According to the present invention, only a small number of contaminants whose properties are similar to those of the target bacterium (eg, pathogenic Escherichia coli O157) differ in the species and serotype from the specimen in which the majority is small. It is possible to select and separate and culture the desired bacteria. In the present invention, the extremely specific compound X-
Since Y can be appropriately selected and used, it has a special effect that target bacteria (eg, pathogenic Escherichia coli O157) can be separated and detected quickly, simply, and with high accuracy.

Claims (4)

[Claims] 1. A compound XY (X is a substance having a bactericidal, antibacterial or bacteriostatic property acting on a target bacterium and / or contaminating fungi, and Y is a substrate on which an enzyme derived from a fungus other than the target bacterium acts.

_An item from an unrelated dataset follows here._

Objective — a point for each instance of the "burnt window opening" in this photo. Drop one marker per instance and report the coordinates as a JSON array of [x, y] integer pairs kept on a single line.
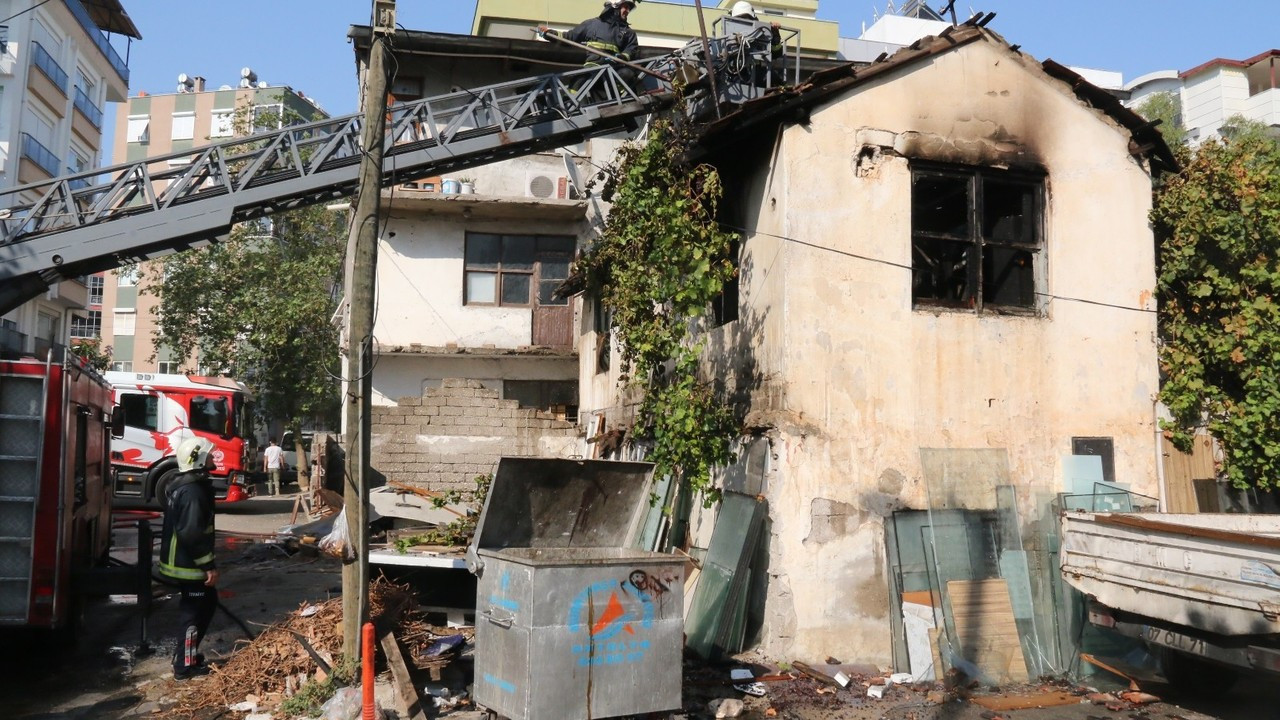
[[603, 327], [558, 397], [725, 305], [977, 235], [1102, 447]]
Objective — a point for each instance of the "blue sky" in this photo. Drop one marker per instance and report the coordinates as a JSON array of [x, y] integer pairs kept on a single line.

Wherein Y is bound to a site where X is inactivated), wherein the bacteria are cultured on a plate medium containing the same. 2. The method according to claim 1, wherein the target bacterium is pathogenic Escherichia coli O157. 3. The method according to claim 1, wherein X is an antibiotic and Y is a saccharide. 4. A compound XY (X is a substance having a bactericidal, antibacterial or bacteriostatic property acting on the target bacterium and / or contaminating fungi, and Y is a substrate on which an enzyme derived from a fungus other than the target bacterium acts) Wherein Y is bound to a site where X is inactivated.) A plate medium for selectively separating and detecting a target bacterium.